Landsknechtdolk met schede, midden 16de eeuw
dolk
Te zien in het museum:M.15.00.23Q.03
Met ijzeren gevest met een afhangende stootplaat bestaande uit drie gepunte lobben, langs de randen gegraveerd met zigzag lijnen die op de middelste lob over elkaar heen vallen. Boven de gladde greepring een naar boven toe taps uitlopende greep van hout met licht spiraal- gewonden ribben en groeven; in de laatste zijn een stel kepervormig-getorste ijzerdraden gewikkeld. De greep is met leer bekleed en platovaal van doorsnede. Boven op de greep een kalot met een bolle bovenkant en ovaal in bovenaanzicht. In het midden van de bolle bovenkant een angelknop met geklonken klingangel. Rondom de kalot loopt een uítstekende rib, gegraveerd met schuin lopende groeven, in tegengestelde richting lopend vanuit het midden dat gemarkeerd is door twee verticale groeven. Onder de rib een getande onderrand.Tweesnijdende ijzeren kling met lange schouder en een punt die van profiel spits-ogiefvormig is en van doorsnede ruitvormige doorsnede. Twee centrale geulen lopend over de schouder en vrijwel gehele lengte van de kling, die bij de punt ruitvormig van doorsnede is.

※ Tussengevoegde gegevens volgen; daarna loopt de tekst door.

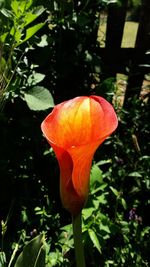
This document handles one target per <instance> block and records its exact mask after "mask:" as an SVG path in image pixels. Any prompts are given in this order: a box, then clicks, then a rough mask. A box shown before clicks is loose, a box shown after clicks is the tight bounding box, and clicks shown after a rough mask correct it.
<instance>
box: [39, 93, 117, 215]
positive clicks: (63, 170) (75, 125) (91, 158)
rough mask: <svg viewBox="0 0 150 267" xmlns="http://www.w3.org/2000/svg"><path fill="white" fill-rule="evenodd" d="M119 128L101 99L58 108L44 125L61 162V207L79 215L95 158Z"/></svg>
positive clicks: (112, 116)
mask: <svg viewBox="0 0 150 267" xmlns="http://www.w3.org/2000/svg"><path fill="white" fill-rule="evenodd" d="M117 124H118V120H117V116H116V113H115V111H114V109H113V107H112V105H111V104H110V103H108V102H107V101H106V100H105V99H104V98H102V97H99V96H90V97H87V96H81V97H76V98H74V99H71V100H68V101H65V102H63V103H61V104H58V105H56V106H55V107H54V109H53V111H52V112H51V113H50V114H49V115H48V116H47V117H46V119H45V120H44V121H43V122H42V125H41V128H42V131H43V133H44V135H45V137H46V139H47V140H48V142H49V144H50V145H51V147H52V148H53V150H54V152H55V154H56V157H57V159H58V162H59V167H60V194H61V199H62V203H63V205H64V207H65V208H66V209H67V210H68V211H70V212H71V213H72V214H73V215H77V214H79V213H80V211H81V210H82V208H83V206H84V204H85V202H86V199H87V197H88V191H89V177H90V169H91V164H92V159H93V155H94V153H95V151H96V149H97V148H98V147H99V145H100V144H101V143H102V142H103V141H104V140H105V139H106V138H107V137H108V136H109V135H110V134H111V133H112V132H113V131H114V130H115V129H116V127H117Z"/></svg>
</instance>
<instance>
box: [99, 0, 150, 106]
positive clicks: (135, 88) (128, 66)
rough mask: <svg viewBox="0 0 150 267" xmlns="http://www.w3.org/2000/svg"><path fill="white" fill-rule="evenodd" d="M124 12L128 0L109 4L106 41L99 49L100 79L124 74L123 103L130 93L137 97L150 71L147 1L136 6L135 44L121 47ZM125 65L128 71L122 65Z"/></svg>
mask: <svg viewBox="0 0 150 267" xmlns="http://www.w3.org/2000/svg"><path fill="white" fill-rule="evenodd" d="M127 11H128V0H123V1H122V4H121V5H118V4H116V3H112V4H109V6H108V16H107V27H106V43H105V47H104V48H103V47H102V48H100V56H101V58H102V61H103V62H104V67H103V69H102V72H103V75H102V78H103V79H105V78H107V77H116V74H117V73H125V74H127V75H128V83H127V89H126V93H125V101H124V105H125V106H127V103H128V101H127V99H129V98H131V97H133V96H134V95H136V96H139V95H140V91H141V86H142V83H143V80H144V75H145V74H146V73H150V68H149V67H148V65H149V66H150V52H149V53H147V54H146V52H147V51H148V50H150V0H143V1H142V5H141V8H140V15H139V26H138V31H137V36H136V42H135V47H133V48H130V47H129V48H128V47H127V48H123V47H121V42H122V37H123V30H124V25H125V20H126V14H127ZM127 66H128V73H127V72H126V67H127Z"/></svg>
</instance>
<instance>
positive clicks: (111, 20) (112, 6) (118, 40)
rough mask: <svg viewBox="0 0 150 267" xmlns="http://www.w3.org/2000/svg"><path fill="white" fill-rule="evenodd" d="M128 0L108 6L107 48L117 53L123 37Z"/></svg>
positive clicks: (113, 3) (106, 34)
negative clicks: (117, 50) (112, 50)
mask: <svg viewBox="0 0 150 267" xmlns="http://www.w3.org/2000/svg"><path fill="white" fill-rule="evenodd" d="M127 4H128V0H124V1H122V3H112V4H109V5H108V18H107V29H106V48H110V49H111V50H114V51H116V52H117V49H118V48H120V46H121V42H122V36H123V29H124V23H125V18H126V12H127Z"/></svg>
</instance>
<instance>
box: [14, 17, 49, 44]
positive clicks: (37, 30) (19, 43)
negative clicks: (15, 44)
mask: <svg viewBox="0 0 150 267" xmlns="http://www.w3.org/2000/svg"><path fill="white" fill-rule="evenodd" d="M44 25H45V22H41V23H38V24H36V25H34V26H32V27H30V28H28V29H27V30H26V37H25V38H24V39H23V40H21V41H20V43H19V44H17V46H18V45H20V44H22V43H24V42H26V41H27V40H29V39H30V38H31V37H32V36H33V35H34V34H35V33H36V32H37V31H39V30H40V29H41V28H42V27H43V26H44Z"/></svg>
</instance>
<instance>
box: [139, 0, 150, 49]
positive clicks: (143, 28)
mask: <svg viewBox="0 0 150 267" xmlns="http://www.w3.org/2000/svg"><path fill="white" fill-rule="evenodd" d="M135 47H136V48H141V49H143V53H144V52H145V51H146V50H147V49H149V48H150V0H143V1H142V7H141V16H140V23H139V28H138V32H137V38H136V44H135Z"/></svg>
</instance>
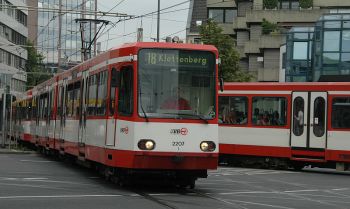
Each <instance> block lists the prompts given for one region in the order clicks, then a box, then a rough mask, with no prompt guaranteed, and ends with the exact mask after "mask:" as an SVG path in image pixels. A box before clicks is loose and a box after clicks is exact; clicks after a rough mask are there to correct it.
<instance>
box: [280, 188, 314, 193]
mask: <svg viewBox="0 0 350 209" xmlns="http://www.w3.org/2000/svg"><path fill="white" fill-rule="evenodd" d="M319 191H320V190H318V189H301V190H290V191H284V192H285V193H298V192H319Z"/></svg>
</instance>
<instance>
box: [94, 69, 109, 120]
mask: <svg viewBox="0 0 350 209" xmlns="http://www.w3.org/2000/svg"><path fill="white" fill-rule="evenodd" d="M107 73H108V72H107V71H103V72H100V73H99V74H100V76H99V79H98V90H97V92H98V93H97V105H96V115H105V114H106V100H107V78H108V76H107V75H108V74H107Z"/></svg>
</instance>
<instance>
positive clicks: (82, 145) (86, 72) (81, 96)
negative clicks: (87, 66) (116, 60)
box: [78, 70, 89, 146]
mask: <svg viewBox="0 0 350 209" xmlns="http://www.w3.org/2000/svg"><path fill="white" fill-rule="evenodd" d="M88 73H89V71H88V70H86V71H84V72H83V73H82V80H81V83H80V85H81V88H80V104H79V107H80V114H79V134H78V142H79V145H80V146H84V145H85V141H86V114H87V113H86V103H87V101H86V99H87V97H86V92H87V87H88V79H87V78H88Z"/></svg>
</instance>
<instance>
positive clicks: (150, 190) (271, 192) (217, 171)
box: [0, 154, 350, 209]
mask: <svg viewBox="0 0 350 209" xmlns="http://www.w3.org/2000/svg"><path fill="white" fill-rule="evenodd" d="M349 180H350V173H349V172H336V171H334V170H326V169H304V171H302V172H294V171H288V170H266V169H250V168H234V167H220V168H219V169H218V170H217V171H211V172H210V176H209V178H208V179H200V180H199V181H197V185H196V189H194V190H189V189H188V190H180V189H177V188H173V187H169V186H161V185H157V186H152V185H148V186H133V187H129V188H120V187H118V186H116V185H114V184H113V183H111V182H107V181H105V180H104V179H103V178H101V177H99V176H98V175H97V174H96V173H95V172H93V171H90V170H87V169H85V168H81V167H77V166H74V165H69V164H67V163H63V162H60V161H55V160H52V159H50V158H45V157H43V156H40V155H37V154H0V208H1V209H7V208H9V209H10V208H11V209H13V208H26V209H51V208H52V209H56V208H57V209H61V208H72V209H90V208H91V209H109V208H113V209H116V208H123V209H125V208H142V209H148V208H150V209H151V208H152V209H153V208H155V209H158V208H189V209H197V208H198V209H199V208H201V209H204V208H220V209H221V208H222V209H226V208H239V209H261V208H263V209H264V208H274V209H275V208H280V209H301V208H307V209H310V208H313V209H314V208H316V209H323V208H325V209H329V208H332V209H337V208H350V181H349Z"/></svg>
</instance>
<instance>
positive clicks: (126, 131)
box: [120, 126, 129, 134]
mask: <svg viewBox="0 0 350 209" xmlns="http://www.w3.org/2000/svg"><path fill="white" fill-rule="evenodd" d="M120 133H123V134H128V133H129V128H128V127H127V126H126V127H125V128H120Z"/></svg>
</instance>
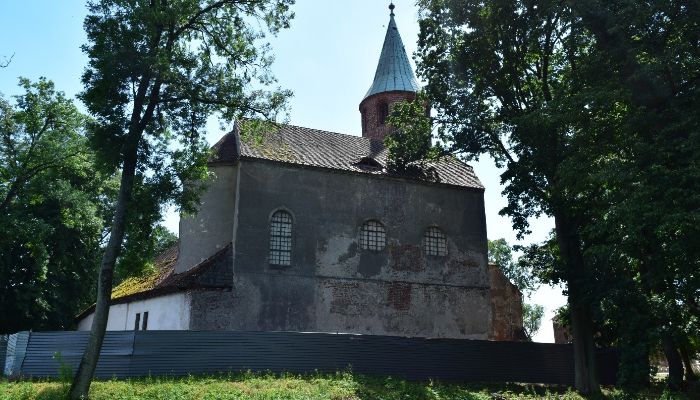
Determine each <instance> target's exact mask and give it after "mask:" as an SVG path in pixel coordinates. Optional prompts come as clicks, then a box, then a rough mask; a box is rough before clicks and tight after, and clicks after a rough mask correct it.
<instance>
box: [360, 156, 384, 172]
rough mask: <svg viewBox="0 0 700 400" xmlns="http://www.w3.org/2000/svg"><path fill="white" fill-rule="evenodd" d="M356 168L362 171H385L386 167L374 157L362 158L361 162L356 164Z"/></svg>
mask: <svg viewBox="0 0 700 400" xmlns="http://www.w3.org/2000/svg"><path fill="white" fill-rule="evenodd" d="M355 165H356V166H358V167H360V168H362V169H370V170H380V169H384V166H383V165H382V164H381V163H380V162H379V161H377V160H375V159H374V158H372V157H362V158H361V159H360V161H358V162H356V163H355Z"/></svg>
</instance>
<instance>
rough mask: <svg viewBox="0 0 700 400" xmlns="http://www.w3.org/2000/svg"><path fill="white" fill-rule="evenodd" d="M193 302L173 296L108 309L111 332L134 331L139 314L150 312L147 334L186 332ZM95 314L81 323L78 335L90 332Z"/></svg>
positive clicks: (179, 295) (164, 297)
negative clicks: (191, 307)
mask: <svg viewBox="0 0 700 400" xmlns="http://www.w3.org/2000/svg"><path fill="white" fill-rule="evenodd" d="M189 310H190V299H189V295H188V294H186V293H173V294H167V295H163V296H158V297H153V298H150V299H145V300H137V301H132V302H129V303H122V304H114V305H112V306H110V307H109V317H108V318H107V330H108V331H129V330H133V329H134V323H135V319H136V313H139V314H141V319H142V318H143V313H144V312H145V311H147V312H148V327H147V329H148V330H183V329H188V328H189V325H190V313H189ZM93 316H94V313H91V314H89V315H87V316H86V317H85V318H83V319H81V320H80V321H79V322H78V330H79V331H89V330H90V327H91V326H92V318H93Z"/></svg>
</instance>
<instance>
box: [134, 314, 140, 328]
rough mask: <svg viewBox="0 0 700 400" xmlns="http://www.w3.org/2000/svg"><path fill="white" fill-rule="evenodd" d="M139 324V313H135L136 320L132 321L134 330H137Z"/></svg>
mask: <svg viewBox="0 0 700 400" xmlns="http://www.w3.org/2000/svg"><path fill="white" fill-rule="evenodd" d="M139 325H141V313H136V321H134V330H135V331H137V330H139Z"/></svg>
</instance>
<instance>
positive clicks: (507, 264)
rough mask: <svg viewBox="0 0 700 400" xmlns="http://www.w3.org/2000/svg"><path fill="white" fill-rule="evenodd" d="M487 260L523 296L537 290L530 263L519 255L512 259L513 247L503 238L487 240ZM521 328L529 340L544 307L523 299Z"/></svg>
mask: <svg viewBox="0 0 700 400" xmlns="http://www.w3.org/2000/svg"><path fill="white" fill-rule="evenodd" d="M488 249H489V262H492V263H494V264H496V265H497V266H498V267H499V268H500V269H501V271H503V275H505V276H506V278H508V280H509V281H510V282H511V283H512V284H514V285H515V286H516V287H517V288H518V290H520V292H522V293H523V294H524V295H525V297H527V298H529V297H530V295H531V294H532V292H534V291H535V290H537V287H538V286H539V282H538V280H537V277H536V276H535V275H534V274H533V270H534V268H533V266H532V264H531V263H525V262H521V257H519V258H518V260H517V261H515V260H514V259H513V249H512V248H511V247H510V245H509V244H508V242H506V240H505V239H503V238H501V239H496V240H489V241H488ZM522 307H523V310H522V311H523V329H524V330H525V336H527V338H528V339H529V340H532V338H533V337H534V336H535V334H536V333H537V331H538V330H539V329H540V325H541V324H542V317H543V316H544V307H542V306H541V305H539V304H530V303H526V302H524V301H523V306H522Z"/></svg>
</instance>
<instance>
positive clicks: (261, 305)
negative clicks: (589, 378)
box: [191, 160, 491, 338]
mask: <svg viewBox="0 0 700 400" xmlns="http://www.w3.org/2000/svg"><path fill="white" fill-rule="evenodd" d="M240 168H241V174H240V185H241V187H240V197H239V203H238V220H237V222H236V224H237V229H236V234H235V239H234V256H233V257H234V288H233V291H232V292H230V293H222V294H211V293H200V294H196V293H193V294H192V319H191V329H236V330H294V331H326V332H353V333H367V334H387V335H400V336H427V337H461V338H486V337H488V333H489V331H490V325H491V322H490V321H491V315H490V313H491V310H490V297H489V278H488V274H487V266H486V226H485V215H484V204H483V191H481V190H471V189H462V188H454V187H447V186H437V185H424V184H418V183H415V182H410V181H401V180H391V179H382V178H377V177H372V176H366V175H359V174H342V173H336V172H332V171H324V170H317V169H303V168H298V167H293V166H288V165H284V164H277V163H269V162H261V161H250V160H246V161H242V162H241V164H240ZM280 208H281V209H285V210H288V211H289V212H291V213H292V215H293V218H294V225H293V227H294V228H293V229H294V232H293V253H292V265H291V266H290V267H284V268H280V267H273V266H270V265H269V264H268V246H269V219H270V216H271V214H272V213H273V212H274V211H275V210H277V209H280ZM232 211H233V208H232V209H231V210H229V211H228V212H232ZM368 219H376V220H379V221H381V222H382V223H383V224H384V226H385V227H386V231H387V247H386V248H385V249H384V250H383V251H380V252H370V251H367V250H361V249H359V245H358V237H359V230H360V226H361V225H362V223H363V222H364V221H366V220H368ZM432 225H437V226H439V227H440V228H441V229H442V230H443V232H444V233H445V234H446V235H447V237H448V246H449V254H448V256H447V257H445V258H437V257H428V256H425V255H424V254H423V252H422V250H421V239H422V235H423V232H424V230H425V229H426V228H427V227H429V226H432ZM204 316H206V318H205V317H204Z"/></svg>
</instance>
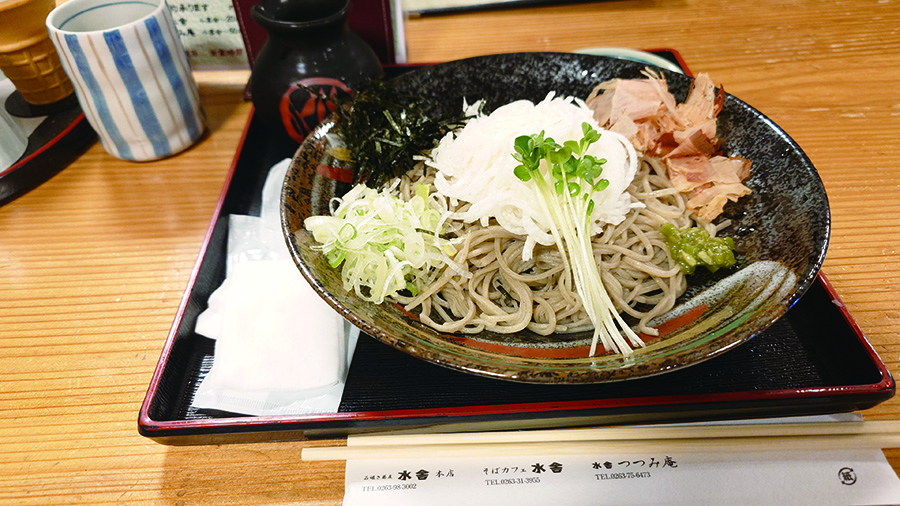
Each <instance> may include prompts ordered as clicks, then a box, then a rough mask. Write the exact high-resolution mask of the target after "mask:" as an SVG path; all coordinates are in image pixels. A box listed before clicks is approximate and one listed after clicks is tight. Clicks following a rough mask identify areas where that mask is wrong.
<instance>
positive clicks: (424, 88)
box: [282, 53, 830, 384]
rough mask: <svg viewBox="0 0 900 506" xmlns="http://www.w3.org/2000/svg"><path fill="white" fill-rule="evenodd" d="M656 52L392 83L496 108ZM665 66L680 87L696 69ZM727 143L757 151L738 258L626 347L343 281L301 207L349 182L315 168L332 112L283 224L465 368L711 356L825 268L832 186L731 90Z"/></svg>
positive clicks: (551, 63) (335, 285)
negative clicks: (554, 332) (451, 320)
mask: <svg viewBox="0 0 900 506" xmlns="http://www.w3.org/2000/svg"><path fill="white" fill-rule="evenodd" d="M644 68H646V65H645V64H640V63H636V62H631V61H627V60H623V59H619V58H610V57H604V56H594V55H582V54H570V53H515V54H501V55H493V56H484V57H477V58H471V59H466V60H459V61H454V62H449V63H444V64H440V65H434V66H430V67H423V68H420V69H417V70H414V71H412V72H410V73H408V74H404V75H403V76H400V77H398V78H395V79H394V80H392V81H391V82H390V83H389V85H390V86H395V87H397V88H398V89H402V90H407V91H414V92H415V93H417V94H419V95H420V96H422V97H424V98H426V99H427V100H428V102H429V104H430V107H432V108H433V111H434V112H435V113H436V114H441V113H442V111H444V112H456V111H457V110H458V109H459V108H460V107H462V103H463V99H464V98H465V99H467V100H468V102H469V103H472V102H474V101H475V100H477V99H485V100H486V101H487V106H486V110H487V111H490V110H492V109H494V108H496V107H499V106H501V105H503V104H506V103H508V102H511V101H513V100H517V99H529V100H532V101H539V100H541V99H543V98H544V97H545V96H546V95H547V93H548V92H550V91H555V92H556V93H557V95H573V96H576V97H581V98H583V97H586V96H587V94H588V93H589V92H590V91H591V90H592V89H593V87H594V86H595V85H596V84H597V83H599V82H601V81H604V80H606V79H611V78H614V77H621V78H635V77H641V74H640V73H641V71H642V70H643V69H644ZM655 70H657V71H658V72H661V73H662V74H664V75H665V77H666V80H667V82H668V84H669V87H670V89H671V90H672V92H673V93H674V94H675V96H676V98H677V99H679V100H683V99H684V96H685V95H686V94H687V91H688V89H689V86H690V83H691V78H690V77H687V76H684V75H682V74H679V73H674V72H668V71H666V70H664V69H655ZM718 132H719V137H720V138H721V139H722V147H723V151H724V152H725V153H726V154H730V155H740V156H743V157H746V158H749V159H750V160H752V161H753V170H752V174H751V176H750V178H749V179H748V180H747V181H746V182H745V184H746V185H747V186H748V187H749V188H750V189H751V190H753V192H752V193H751V194H750V195H748V196H747V197H744V198H743V199H741V200H740V201H739V202H737V203H735V204H732V205H729V206H726V215H727V217H728V218H730V219H731V220H732V225H731V227H729V228H728V229H726V230H725V231H724V234H727V235H731V236H732V237H734V239H735V244H736V253H737V256H738V261H739V263H738V266H737V267H736V268H734V269H730V270H727V271H719V272H718V273H717V275H715V276H712V275H694V276H691V277H690V278H689V279H688V282H689V284H690V287H689V289H688V291H687V292H686V293H685V294H684V295H683V296H682V297H681V299H680V300H679V304H678V305H676V307H675V308H674V309H673V310H672V311H670V312H669V313H667V314H666V315H663V316H661V317H659V318H658V319H657V320H655V321H654V322H653V324H654V325H655V326H657V328H658V329H659V330H660V336H659V337H657V338H652V339H648V340H647V346H645V347H643V348H639V349H637V350H635V352H634V353H633V354H632V355H630V356H629V357H627V358H626V357H623V356H622V355H619V354H606V355H599V356H595V357H588V350H589V347H590V339H591V335H590V332H582V333H575V334H568V335H554V336H548V337H543V336H538V335H536V334H534V333H532V332H530V331H522V332H519V333H515V334H503V335H501V334H495V333H491V332H482V333H481V334H476V335H461V334H460V335H456V334H442V333H439V332H437V331H435V330H433V329H431V328H430V327H427V326H425V325H423V324H421V323H419V322H418V321H417V320H416V319H415V318H414V317H413V316H412V315H410V314H409V313H406V312H404V311H403V310H402V308H401V307H399V306H397V305H396V304H391V303H385V304H381V305H374V304H371V303H368V302H365V301H362V300H360V299H358V298H357V297H356V296H355V295H354V294H353V293H351V292H347V291H346V290H344V289H343V286H342V284H341V280H340V274H339V272H338V271H336V270H335V269H332V268H331V267H329V266H328V264H327V262H326V261H325V259H324V258H323V257H322V255H320V254H319V253H318V252H317V251H315V250H314V249H313V245H314V241H313V240H312V237H311V235H310V234H309V233H307V232H306V231H305V230H304V229H303V220H304V219H305V218H306V217H308V216H311V215H317V214H326V213H328V204H329V200H330V199H331V198H332V197H334V196H339V195H342V194H343V193H344V192H346V191H347V190H348V189H349V187H350V186H349V185H348V184H346V183H341V182H338V181H335V180H334V179H331V178H329V177H325V176H324V175H322V174H320V171H319V170H318V167H319V165H321V164H322V161H323V158H324V157H326V156H327V154H326V148H327V147H328V146H329V145H332V144H339V143H340V139H339V138H337V136H336V134H335V133H334V132H333V123H332V122H331V121H326V122H324V123H323V124H322V125H320V126H319V127H318V128H317V129H316V130H315V131H314V132H313V133H312V134H311V135H310V136H309V137H308V138H307V140H306V141H305V142H304V143H303V145H302V146H301V147H300V148H299V149H298V151H297V153H296V155H295V157H294V160H293V163H292V165H291V168H290V169H289V170H288V174H287V177H286V179H285V183H284V187H283V195H282V224H283V227H284V233H285V238H286V241H287V243H288V247H289V249H290V251H291V254H292V255H293V257H294V260H295V262H296V264H297V266H298V268H299V269H300V271H301V273H302V274H303V275H304V277H306V279H307V280H308V281H309V282H310V283H311V285H312V286H313V288H314V289H315V290H316V291H317V292H318V293H319V294H320V295H321V296H322V297H323V298H324V299H325V300H326V301H327V302H328V303H329V304H330V305H331V306H332V307H333V308H335V310H337V311H338V312H340V313H341V314H342V315H343V316H344V317H345V318H347V319H348V320H349V321H351V322H352V323H354V324H355V325H357V326H358V327H359V328H360V329H362V330H363V331H364V332H365V333H367V334H369V335H370V336H372V337H374V338H375V339H378V340H379V341H382V342H384V343H387V344H389V345H391V346H393V347H395V348H397V349H399V350H401V351H403V352H405V353H408V354H410V355H413V356H415V357H419V358H421V359H423V360H427V361H430V362H433V363H436V364H440V365H443V366H446V367H450V368H452V369H456V370H459V371H465V372H469V373H473V374H479V375H483V376H488V377H493V378H500V379H506V380H512V381H519V382H531V383H549V384H577V383H598V382H607V381H620V380H626V379H632V378H640V377H645V376H650V375H655V374H660V373H664V372H667V371H672V370H675V369H679V368H682V367H686V366H690V365H692V364H696V363H698V362H701V361H704V360H708V359H710V358H713V357H715V356H717V355H719V354H722V353H725V352H727V351H728V350H730V349H733V348H734V347H736V346H738V345H740V344H741V343H744V342H746V341H747V340H749V339H751V338H752V337H754V336H756V335H758V334H759V333H760V332H762V331H764V330H765V329H766V328H767V327H769V326H770V325H771V324H772V323H774V322H775V321H776V320H777V319H778V318H780V317H781V316H782V315H783V314H784V313H785V312H786V311H787V310H788V309H789V308H790V306H791V305H792V304H793V303H794V302H796V301H797V300H798V299H799V298H800V297H801V296H802V294H803V293H804V292H805V291H806V289H807V288H808V287H809V286H810V285H811V283H812V282H813V281H814V280H815V277H816V275H817V273H818V271H819V269H820V267H821V265H822V261H823V259H824V256H825V250H826V248H827V243H828V237H829V232H830V213H829V208H828V201H827V198H826V195H825V190H824V187H823V185H822V182H821V180H820V179H819V176H818V174H817V173H816V170H815V168H814V167H813V165H812V163H811V162H810V160H809V159H808V157H807V156H806V155H805V154H804V153H803V151H802V150H801V149H800V148H799V146H797V144H796V143H795V142H794V141H793V140H792V139H791V138H790V137H789V136H788V135H787V134H786V133H785V132H783V131H782V130H781V129H780V128H779V127H778V126H776V125H775V124H774V123H772V121H770V120H769V119H768V118H766V117H765V116H763V115H762V114H761V113H760V112H759V111H757V110H755V109H753V108H752V107H750V106H749V105H747V104H746V103H744V102H742V101H741V100H739V99H737V98H735V97H733V96H731V95H726V98H725V102H724V108H723V110H722V112H721V113H720V115H719V128H718Z"/></svg>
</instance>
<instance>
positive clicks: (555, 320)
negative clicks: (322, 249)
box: [393, 157, 715, 335]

Schede van hout bekleed met zwart leer dat op de draagzijde in het midden is vast gestikt. Bovenin de buitenzijde zijn twee scheden voor bijmesjes verwerkt. De doorsnede van de schede is ovaal, met een afgeplatte kant op de draagzijde. Beslag van ijzer bestaande uit een boven- en een onderband. Ofschoon de eigenlijke schede van hout is, is het rechthoekige gedeelte dat boven de bovenband uitsteekt van ijzer.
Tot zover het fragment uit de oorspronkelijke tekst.